In end-to-end tests with cypress you can test a lot of aspects of your application with very little test code. Below is basically the simplest test you can write with cypress.
it('should load main page', () => {
cy.visit('/');
})
If a test like above passes while running in your CI/CD pipeline, you know that: (1) Your web server is up and running; (2) A successful HTTP status is returned when navigating to your main page; (3) There hasn’t been any uncaught exceptions once the main page has loaded.
If you extend the test a little bit more, you can even know that communication with your backend is working. Let’s say you have a web page showing a list of recipes, where the recipes are loaded from an API endpoint.

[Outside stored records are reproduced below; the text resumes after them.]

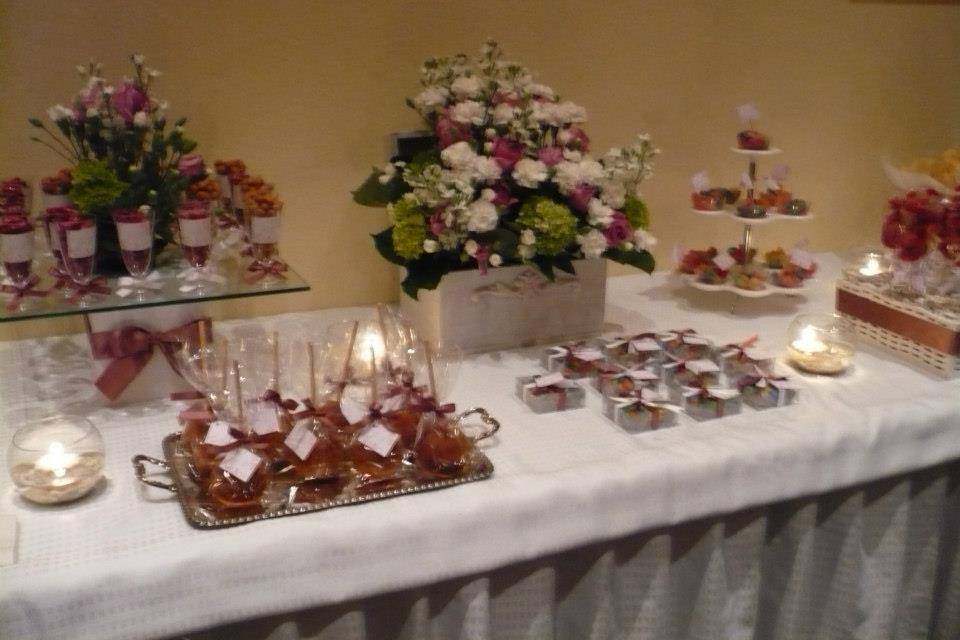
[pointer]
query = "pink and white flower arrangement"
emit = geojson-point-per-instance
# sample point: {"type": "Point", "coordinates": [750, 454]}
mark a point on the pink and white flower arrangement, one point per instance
{"type": "Point", "coordinates": [509, 180]}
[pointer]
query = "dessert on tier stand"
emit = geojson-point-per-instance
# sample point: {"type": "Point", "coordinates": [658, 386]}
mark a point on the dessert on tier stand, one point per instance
{"type": "Point", "coordinates": [755, 201]}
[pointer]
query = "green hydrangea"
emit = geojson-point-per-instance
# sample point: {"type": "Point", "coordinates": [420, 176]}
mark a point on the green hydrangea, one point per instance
{"type": "Point", "coordinates": [409, 228]}
{"type": "Point", "coordinates": [95, 186]}
{"type": "Point", "coordinates": [636, 212]}
{"type": "Point", "coordinates": [553, 223]}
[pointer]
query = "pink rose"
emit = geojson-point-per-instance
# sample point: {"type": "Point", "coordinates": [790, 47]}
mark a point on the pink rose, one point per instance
{"type": "Point", "coordinates": [574, 138]}
{"type": "Point", "coordinates": [580, 197]}
{"type": "Point", "coordinates": [127, 101]}
{"type": "Point", "coordinates": [450, 132]}
{"type": "Point", "coordinates": [506, 152]}
{"type": "Point", "coordinates": [551, 156]}
{"type": "Point", "coordinates": [619, 230]}
{"type": "Point", "coordinates": [191, 165]}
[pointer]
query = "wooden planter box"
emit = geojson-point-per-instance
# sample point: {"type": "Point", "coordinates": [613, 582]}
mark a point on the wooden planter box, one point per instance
{"type": "Point", "coordinates": [510, 307]}
{"type": "Point", "coordinates": [929, 338]}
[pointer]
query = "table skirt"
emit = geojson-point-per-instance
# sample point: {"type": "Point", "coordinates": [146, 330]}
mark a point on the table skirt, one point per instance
{"type": "Point", "coordinates": [876, 561]}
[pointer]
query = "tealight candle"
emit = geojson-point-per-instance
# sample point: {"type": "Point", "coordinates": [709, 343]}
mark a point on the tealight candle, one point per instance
{"type": "Point", "coordinates": [820, 344]}
{"type": "Point", "coordinates": [56, 460]}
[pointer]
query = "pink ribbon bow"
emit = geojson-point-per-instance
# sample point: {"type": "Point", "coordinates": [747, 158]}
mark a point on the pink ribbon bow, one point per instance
{"type": "Point", "coordinates": [130, 349]}
{"type": "Point", "coordinates": [19, 293]}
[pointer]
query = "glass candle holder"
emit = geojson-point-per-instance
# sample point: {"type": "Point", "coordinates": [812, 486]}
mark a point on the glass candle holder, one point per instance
{"type": "Point", "coordinates": [820, 343]}
{"type": "Point", "coordinates": [56, 460]}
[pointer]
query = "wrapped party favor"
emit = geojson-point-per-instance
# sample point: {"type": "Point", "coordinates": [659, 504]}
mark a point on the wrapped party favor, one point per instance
{"type": "Point", "coordinates": [641, 350]}
{"type": "Point", "coordinates": [574, 360]}
{"type": "Point", "coordinates": [707, 403]}
{"type": "Point", "coordinates": [644, 410]}
{"type": "Point", "coordinates": [618, 380]}
{"type": "Point", "coordinates": [761, 390]}
{"type": "Point", "coordinates": [550, 392]}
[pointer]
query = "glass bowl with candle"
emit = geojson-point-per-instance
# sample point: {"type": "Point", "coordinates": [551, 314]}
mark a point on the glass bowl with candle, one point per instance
{"type": "Point", "coordinates": [57, 459]}
{"type": "Point", "coordinates": [820, 343]}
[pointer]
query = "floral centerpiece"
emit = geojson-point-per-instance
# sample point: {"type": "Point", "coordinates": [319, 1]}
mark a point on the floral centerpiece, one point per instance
{"type": "Point", "coordinates": [122, 151]}
{"type": "Point", "coordinates": [508, 180]}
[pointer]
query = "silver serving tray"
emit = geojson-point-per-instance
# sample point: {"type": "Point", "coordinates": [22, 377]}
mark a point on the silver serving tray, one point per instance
{"type": "Point", "coordinates": [279, 498]}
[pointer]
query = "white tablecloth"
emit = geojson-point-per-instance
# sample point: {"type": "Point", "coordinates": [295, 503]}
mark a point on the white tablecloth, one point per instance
{"type": "Point", "coordinates": [124, 564]}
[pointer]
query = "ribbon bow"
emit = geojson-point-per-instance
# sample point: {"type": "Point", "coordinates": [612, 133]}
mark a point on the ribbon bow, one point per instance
{"type": "Point", "coordinates": [97, 285]}
{"type": "Point", "coordinates": [130, 349]}
{"type": "Point", "coordinates": [259, 270]}
{"type": "Point", "coordinates": [19, 293]}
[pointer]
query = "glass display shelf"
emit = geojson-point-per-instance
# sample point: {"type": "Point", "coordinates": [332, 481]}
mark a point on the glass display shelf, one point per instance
{"type": "Point", "coordinates": [167, 290]}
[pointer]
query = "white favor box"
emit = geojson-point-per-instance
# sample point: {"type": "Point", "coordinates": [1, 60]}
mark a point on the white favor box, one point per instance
{"type": "Point", "coordinates": [510, 307]}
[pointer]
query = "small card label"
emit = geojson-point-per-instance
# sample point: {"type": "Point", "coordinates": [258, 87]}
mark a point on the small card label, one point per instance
{"type": "Point", "coordinates": [262, 418]}
{"type": "Point", "coordinates": [218, 434]}
{"type": "Point", "coordinates": [135, 236]}
{"type": "Point", "coordinates": [378, 439]}
{"type": "Point", "coordinates": [195, 232]}
{"type": "Point", "coordinates": [265, 229]}
{"type": "Point", "coordinates": [549, 379]}
{"type": "Point", "coordinates": [240, 463]}
{"type": "Point", "coordinates": [644, 344]}
{"type": "Point", "coordinates": [301, 441]}
{"type": "Point", "coordinates": [702, 366]}
{"type": "Point", "coordinates": [82, 243]}
{"type": "Point", "coordinates": [16, 247]}
{"type": "Point", "coordinates": [353, 410]}
{"type": "Point", "coordinates": [724, 261]}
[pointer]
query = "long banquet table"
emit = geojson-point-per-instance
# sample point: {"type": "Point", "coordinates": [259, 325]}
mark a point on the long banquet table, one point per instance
{"type": "Point", "coordinates": [838, 517]}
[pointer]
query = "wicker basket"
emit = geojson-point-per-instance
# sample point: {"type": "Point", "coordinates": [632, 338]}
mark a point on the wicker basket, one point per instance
{"type": "Point", "coordinates": [929, 338]}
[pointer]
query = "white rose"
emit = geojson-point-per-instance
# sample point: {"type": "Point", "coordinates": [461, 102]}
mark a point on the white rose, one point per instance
{"type": "Point", "coordinates": [488, 169]}
{"type": "Point", "coordinates": [644, 239]}
{"type": "Point", "coordinates": [431, 99]}
{"type": "Point", "coordinates": [466, 87]}
{"type": "Point", "coordinates": [599, 213]}
{"type": "Point", "coordinates": [482, 216]}
{"type": "Point", "coordinates": [593, 244]}
{"type": "Point", "coordinates": [469, 112]}
{"type": "Point", "coordinates": [459, 156]}
{"type": "Point", "coordinates": [503, 113]}
{"type": "Point", "coordinates": [529, 173]}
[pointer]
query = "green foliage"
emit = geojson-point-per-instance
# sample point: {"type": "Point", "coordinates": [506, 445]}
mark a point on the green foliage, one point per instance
{"type": "Point", "coordinates": [553, 223]}
{"type": "Point", "coordinates": [95, 187]}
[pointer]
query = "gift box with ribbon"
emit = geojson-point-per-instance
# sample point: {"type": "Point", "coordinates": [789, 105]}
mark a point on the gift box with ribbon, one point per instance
{"type": "Point", "coordinates": [641, 349]}
{"type": "Point", "coordinates": [762, 390]}
{"type": "Point", "coordinates": [574, 360]}
{"type": "Point", "coordinates": [550, 392]}
{"type": "Point", "coordinates": [643, 410]}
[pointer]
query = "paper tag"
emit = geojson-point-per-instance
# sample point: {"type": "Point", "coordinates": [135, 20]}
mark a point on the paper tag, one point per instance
{"type": "Point", "coordinates": [353, 410]}
{"type": "Point", "coordinates": [549, 379]}
{"type": "Point", "coordinates": [378, 439]}
{"type": "Point", "coordinates": [81, 243]}
{"type": "Point", "coordinates": [241, 463]}
{"type": "Point", "coordinates": [218, 434]}
{"type": "Point", "coordinates": [724, 261]}
{"type": "Point", "coordinates": [301, 441]}
{"type": "Point", "coordinates": [16, 247]}
{"type": "Point", "coordinates": [195, 232]}
{"type": "Point", "coordinates": [702, 366]}
{"type": "Point", "coordinates": [644, 344]}
{"type": "Point", "coordinates": [262, 418]}
{"type": "Point", "coordinates": [588, 355]}
{"type": "Point", "coordinates": [265, 229]}
{"type": "Point", "coordinates": [135, 236]}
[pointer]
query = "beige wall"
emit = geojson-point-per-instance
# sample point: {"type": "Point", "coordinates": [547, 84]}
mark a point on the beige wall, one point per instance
{"type": "Point", "coordinates": [307, 91]}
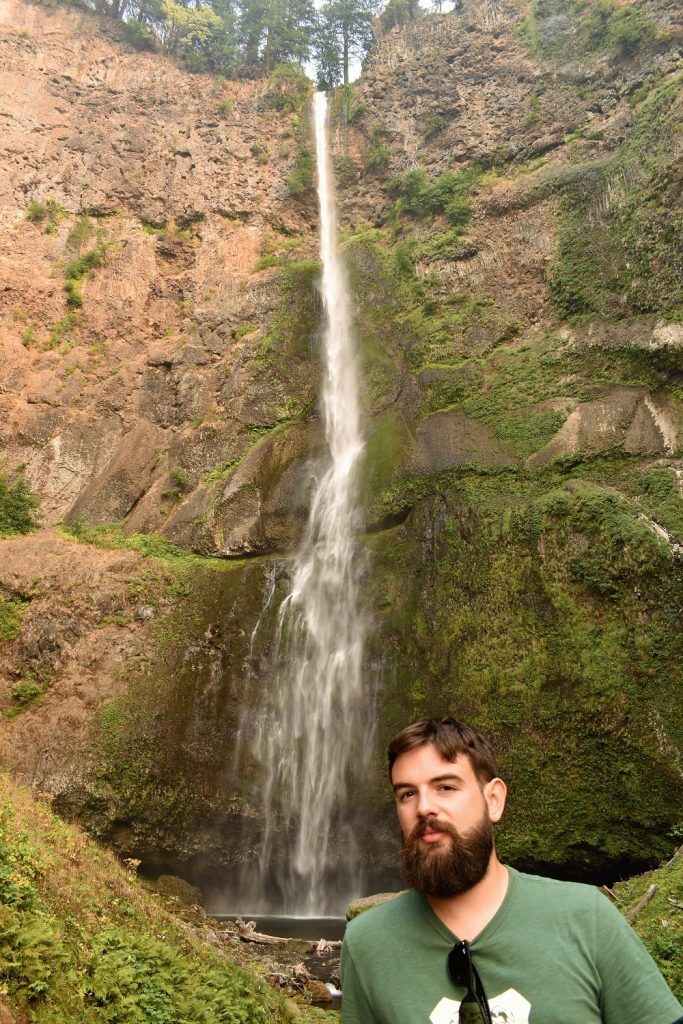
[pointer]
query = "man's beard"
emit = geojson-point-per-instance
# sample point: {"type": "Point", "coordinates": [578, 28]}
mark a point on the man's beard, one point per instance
{"type": "Point", "coordinates": [447, 866]}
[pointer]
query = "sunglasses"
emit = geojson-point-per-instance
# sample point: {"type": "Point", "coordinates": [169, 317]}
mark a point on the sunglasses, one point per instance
{"type": "Point", "coordinates": [464, 974]}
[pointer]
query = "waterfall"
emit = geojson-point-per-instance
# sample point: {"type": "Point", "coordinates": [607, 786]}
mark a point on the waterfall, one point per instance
{"type": "Point", "coordinates": [314, 726]}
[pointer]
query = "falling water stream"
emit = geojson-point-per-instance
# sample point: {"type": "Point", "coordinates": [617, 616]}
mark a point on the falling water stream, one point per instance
{"type": "Point", "coordinates": [313, 728]}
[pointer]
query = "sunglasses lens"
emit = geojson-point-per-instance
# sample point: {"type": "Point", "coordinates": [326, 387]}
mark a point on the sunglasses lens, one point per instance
{"type": "Point", "coordinates": [459, 966]}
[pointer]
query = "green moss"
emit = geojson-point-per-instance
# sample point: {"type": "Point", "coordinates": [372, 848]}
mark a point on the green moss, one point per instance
{"type": "Point", "coordinates": [659, 494]}
{"type": "Point", "coordinates": [47, 214]}
{"type": "Point", "coordinates": [81, 940]}
{"type": "Point", "coordinates": [545, 611]}
{"type": "Point", "coordinates": [624, 258]}
{"type": "Point", "coordinates": [18, 507]}
{"type": "Point", "coordinates": [301, 179]}
{"type": "Point", "coordinates": [11, 613]}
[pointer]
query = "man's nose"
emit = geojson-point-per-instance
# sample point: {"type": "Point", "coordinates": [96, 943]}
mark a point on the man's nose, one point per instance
{"type": "Point", "coordinates": [425, 804]}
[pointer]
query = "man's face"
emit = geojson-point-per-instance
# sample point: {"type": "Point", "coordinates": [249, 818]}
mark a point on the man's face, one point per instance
{"type": "Point", "coordinates": [445, 817]}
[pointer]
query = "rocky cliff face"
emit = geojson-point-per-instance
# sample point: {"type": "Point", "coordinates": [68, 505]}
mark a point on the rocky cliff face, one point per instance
{"type": "Point", "coordinates": [510, 189]}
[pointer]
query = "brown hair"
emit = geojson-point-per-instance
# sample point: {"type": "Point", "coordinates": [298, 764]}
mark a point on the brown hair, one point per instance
{"type": "Point", "coordinates": [453, 739]}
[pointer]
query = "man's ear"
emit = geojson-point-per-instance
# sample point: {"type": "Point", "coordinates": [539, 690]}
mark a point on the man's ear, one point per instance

it('should load list of recipes', () => {
cy.visit('/');
cy.get('[test-id="recipe-list"]')
.should('be.visible');
})
By running a test like this in your CI/CD pipeline, you know that some critical issues, such as not being able to communicate with your backend at all, will never reach production. That’s great!
There are a couple of downsides with end to end tests though. First, compared to other forms of tests they run really slow. Second, the tests may be expensive to maintain. This of course depends on how much changes that are introduced to your frontend, and of how the tests are designed. Third, if the tests fail, it might be hard to figure out what causes the tests to fail. In unit tests, you know exactly what software unit that is failing (since that’s the scope of your test). In end to end tests, you know that some assertion fails, but get little help in finding out why.
For above reasons, you should not strive for “full coverage” in your end-to-end test suite. Stick with the most important user flows, without any obscure edge cases. The majority of your testing should be performed at a lower level, such as unit tests and integration tests. Your end-to-end test suite is your last “safety net”.
When you’re about to add your new cypress test to your CI/CD pipeline, you’ll probably ask yourself at what stage in the pipeline that you should run the test. I think there are two answers to that question: (1) As early as possible; (2) All of them.
By running the test as early as possible (preferably after a pull request has been opened), you get quick feedback and can prevent critical issues from entering the main branch in your codebase. However, there’s no reason to stop there. You can repeat the test towards each environment (e.g. dev, qa, prod) that you deploy your application to. This will let you to discover if anything in your infrastructure is causing the application to fail, and hopefully prevent the change from reaching production.
It’s really easy to get started and have a simple test running in your CI/CD pipeline. Even if the test is simple, it may prevent critical issues from affecting end users. Additionally, it gives you a solid foundation from which you can extend the test suite with more important user flows. This (cheap) investment is worth it, really. If you want to get started with cypress, check out the official documentation. Thanks for reading!